Closing A Window, While Opening Door on Textile Jobs

Date: Nov. 15, 2005
Issues: Trade


Closing a Window, While Opening Door on Textile Jobs

The U.S.-China Comprehensive Textile Trade Agreement reached last Tuesday represents an important measure of breathing room for nervous domestic manufacturers over the next three years. The flood of China's exports of clothing and textiles to the United States, which jumped 46 percent in the first eight months of 2005, will continue to rise, but with restrictions set to begin in January. The time has passed, however, to save nearly 400,000 textile jobs lost since 2001, or 38.1 percent of America's textile workforce.

Rep. Robin Hayes (R-NC8) quickly joined industry advocates in celebration of the U.S.-China trade deal so important to the North Carolina textile industry, reminding reporters at a Tuesday news conference in Washington that he had led the charge for a U.S.-Sino deal on textiles. Mindful of his controversial reversal of the deciding vote on the Central American Free Trade Agreement (CAFTA), to which he had promised constituents he was "flat-out, completely, horizontally opposed," the U.S.-China trade restrictions provide some cover as the developing rationale for the last minute deal with House Speaker Dennis Hastert and the White House.

Auggie Tantillo, Executive Director of American Manufacturing Trade Action Coalition which opposed CAFTA, joined the news conference in support of the China trade deal but said he believes there would have been an agreement with China even without Hayes' last minute vote switch in support of CAFTA.

Congressional candidate Larry Kissell, a Democrat from Montgomery Country seeking to challenge Hayes in 2006, said he shares the frustration of industry advocates like Tantillo, stating the CAFTA vote remains inexcusable. Commenting on Hayes' asserted deal to open free trade with six countries presumably in order to limit trade with one, Kissell said "CAFTA says Central America, not China. China has already flooded us. Why open more doors while trying to barely shut the China one. Bottom line, that horse is long gone from the barn along with many of the jobs. CAFTA just opened the doors so what few horses are left can get out."
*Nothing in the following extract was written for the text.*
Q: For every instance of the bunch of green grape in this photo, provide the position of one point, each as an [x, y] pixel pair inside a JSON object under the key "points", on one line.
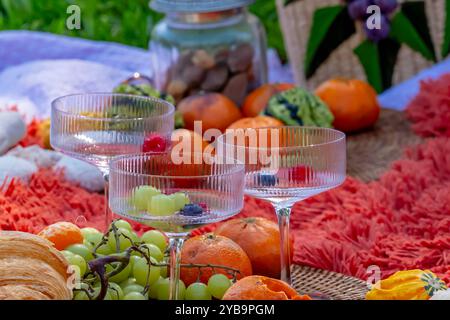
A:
{"points": [[139, 280]]}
CAFTA, an extension of NAFTA which opened free trade for Canada, Mexico and the U.S., is an agreement between the United States, the Dominican Republic and five Central American countries including Guatemala, El Salvador, Honduras, Costa Rica and Nicaragua. An even larger agreement called Free Trade Area of the Americas (FTAA) is currently being negotiated by 34 countries.

The Economic Policy Institute estimated in a July briefing that the 538 percent growth in the U.S. trade deficit with NAFTA countries from 1993 too 2004 accounted for a net loss of more than 1 million U.S. jobs, including 34,150 net jobs in North Carolina. CAFTA is already projected to increase the U.S. trade deficit, which hit a record of $617.7 billion in 2004, by $100 million with Central America alone according to a 2004 report by the U.S. International Trade Commission. Regardless of managed growth between the U.S. and China, the trend of net job losses under NAFTA will likely be repeated under CAFTA as the U.S. trade deficit continues to grow.